Never Enough: Toxic Productivity in a Post COVID world

It’s a whole new world, thanks to COVID.  To cope, our minds have grappled, adapted, and even overreacted to the way things are now.

For example, perhaps you’ve developed an unhealthy need to not only do more but be more right now. All of this “downtime” may have been unnerving. Do you find that you feel guilty, uneasy, and ashamed when you are idle? Do you feel a need to be working on something all of the time?

From your increasing job responsibilities to your less than sparkling counters, you may experience a sense of judgment and failure. Feeling as though you lack the discipline, hustle, or imagination to capitalize on the time at home, you may be tough on yourself in ways that do more harm than good.

Social neuroscientists call this response to a crisis “toxic productivity.” A cousin to workaholism, toxic productivity can be just as extreme and pretty unforgiving. If you feel deep and persistent pressure to do more, accomplish more, and produce more, you are likely wrestling with this obsession.

Toxic Productivity is Occupationally Counterproductive

Think about it. Have you given in to the temptation to get ahead or impress others by skipping lunch, working into the wee hours of the morning, or forgoing weekends so often that these behaviors became patterns?  In your mind, do these behaviors feel like the keys to success? Are you nervous, upset, and distracted when you are doing other things and can’t get back to work? Toxic productivity is tricky. It feels like a virtue at first but soon becomes a trap. Worse, we feed it with external validation that keeps us on a perpetual hamster wheel.

Since the pandemic, many of us have congratulated each other for working so diligently while avoiding our COVID fears. Essentially, we’ve lauded the ability to do more and more while suffering greatly. In a world where the economy is suffering, others have no work at all, and stresses are mounting, productivity and the resulting recognition feel reassuring. However, if you can’t draw the line between working towards actual goals and working to support your own self-worth, emotional trouble lies ahead.

Is Your Online Life Contributing to Toxic Productivity?

Social media was pervasive and even intrusive for many people before the pandemic. People wrestled with the tendency to reveal only glossy, sanitized highlight reels of their lives in posts and photos. It’s no wonder then, that social media factors into toxic productivity too. Online, we used to be afraid of missing out on what was going on in the world. So, we crafted posts to show how fun and interesting our lives were socially. But when we became instantly isolated our posts became more of a lifeline. Our work and personal growth became the measures by which we compared ourselves.

Fears of seeming less than okay, unproductive, or unable to rise to the challenge emerged. Many compensated with toxic productivity. Perhaps you felt more and more compelled to learn a language, knit a blanket, and bake fresh bread in addition to working and schooling at home.

Toxic Productivity Drains Our Brains

Looking back, how many times did you feel pressured by another person’s growth or accomplishments during the pandemic? Did you feel compelled to share how much you too had jumped into the deep end and successfully swum through the challenges of the lockdowns?

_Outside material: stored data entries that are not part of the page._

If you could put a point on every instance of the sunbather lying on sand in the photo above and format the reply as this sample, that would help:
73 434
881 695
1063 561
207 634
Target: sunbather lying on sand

The need to do more and more may be hard to resist. Toxic productivity says that just being a survivor isn’t enough. Instead, it says that you must indicate that the pandemic was a catalyst for reaching goals and achievements. This is a draining focus that keeps you from being present. Obsessing over how to create a transformative image without getting to the root of why you aren’t actually productive is a disservice to you. It upends mindful exploration of your feelings and prevents real intimacy with people that need to connect with you. Worse, it may bury anxiety and emotional trauma ensuring that it resurfaces, quite unproductively, later.

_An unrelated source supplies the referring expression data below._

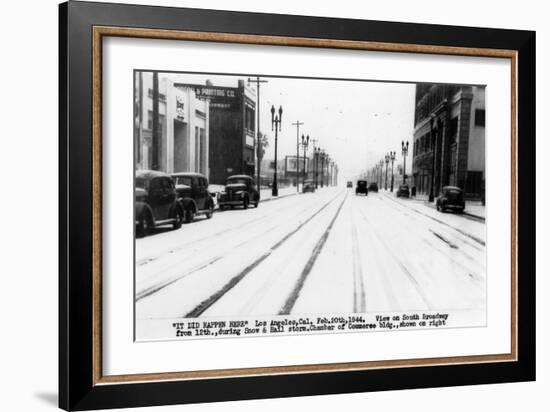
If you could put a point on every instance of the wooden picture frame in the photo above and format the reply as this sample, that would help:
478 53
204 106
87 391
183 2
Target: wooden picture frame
82 385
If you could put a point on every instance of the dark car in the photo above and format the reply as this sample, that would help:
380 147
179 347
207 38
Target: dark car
309 186
240 190
451 198
193 195
403 191
156 202
361 187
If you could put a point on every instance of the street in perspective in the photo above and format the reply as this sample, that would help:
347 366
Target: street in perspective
260 196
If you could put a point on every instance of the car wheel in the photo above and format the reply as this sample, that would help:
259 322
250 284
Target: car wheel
178 219
210 211
144 225
189 215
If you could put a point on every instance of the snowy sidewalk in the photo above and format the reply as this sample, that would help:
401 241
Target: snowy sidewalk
474 208
265 193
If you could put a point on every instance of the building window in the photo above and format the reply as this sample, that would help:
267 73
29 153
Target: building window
150 121
249 118
454 129
480 117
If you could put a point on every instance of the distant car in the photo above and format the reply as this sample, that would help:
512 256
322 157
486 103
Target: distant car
240 190
193 195
361 187
403 191
156 202
373 187
309 186
451 198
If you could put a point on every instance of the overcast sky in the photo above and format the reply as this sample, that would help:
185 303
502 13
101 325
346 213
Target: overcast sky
356 122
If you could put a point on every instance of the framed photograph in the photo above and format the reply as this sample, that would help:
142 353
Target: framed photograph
257 206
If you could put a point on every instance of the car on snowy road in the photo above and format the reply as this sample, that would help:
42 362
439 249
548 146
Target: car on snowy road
240 190
403 191
309 186
373 187
361 187
451 198
156 202
193 195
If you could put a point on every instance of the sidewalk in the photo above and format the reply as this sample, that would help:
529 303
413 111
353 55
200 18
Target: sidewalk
474 208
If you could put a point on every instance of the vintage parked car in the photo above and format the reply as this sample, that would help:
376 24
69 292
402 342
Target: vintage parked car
193 195
240 190
309 186
403 191
361 187
373 187
156 202
451 198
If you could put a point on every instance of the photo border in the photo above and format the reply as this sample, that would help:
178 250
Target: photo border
82 28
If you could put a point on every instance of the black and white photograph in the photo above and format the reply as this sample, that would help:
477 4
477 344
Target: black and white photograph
270 205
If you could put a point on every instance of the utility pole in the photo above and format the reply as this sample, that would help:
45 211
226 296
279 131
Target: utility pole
305 144
298 124
404 151
257 81
275 124
156 137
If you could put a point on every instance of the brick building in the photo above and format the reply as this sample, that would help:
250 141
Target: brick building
232 128
450 125
183 143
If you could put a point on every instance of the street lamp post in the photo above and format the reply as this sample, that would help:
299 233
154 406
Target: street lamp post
298 124
316 152
305 144
258 143
404 151
322 168
275 124
392 158
432 137
387 161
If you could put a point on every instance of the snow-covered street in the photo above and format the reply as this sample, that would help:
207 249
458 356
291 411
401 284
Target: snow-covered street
324 252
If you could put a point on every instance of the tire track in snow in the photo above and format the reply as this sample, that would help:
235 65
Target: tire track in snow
147 260
403 267
205 304
359 304
291 300
462 232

You Can Turn Things Around

One of the first steps to combating the pressure to compete is by relentlessly eliminating the competition. Put down the phone. Dedicate the hours spent on the screen on yourself instead by doing what you would love to do whether or not someone was watching. Resist the urge to share every joy or “win” on the internet. Instead ask yourself, what is your relationship with silence and stillness? Is the anxiety of not scrolling worse than the anxiety induced by it?  What compels me to engage with social media in the first place? In the days that follow, keep track of how you feel when the only audience you have in life is yourself. Does the pressure to strive and achieve as much as your peers suddenly seem further away and less consuming?

Toxic productivity isn’t an unusual response to the type of stress we’ve been under. It also isn’t a healthy way to go on. Ultimately, the striving associated with toxic productivity is often mired in self-shaming. It works against the self-care and support you need right now. Facing anxiety, insecurity and persistent feelings of guilt or judgment are healthy. You deserve an authentic life, COVID or no COVID. Let’s do the work together and rid your life of toxicity in any form.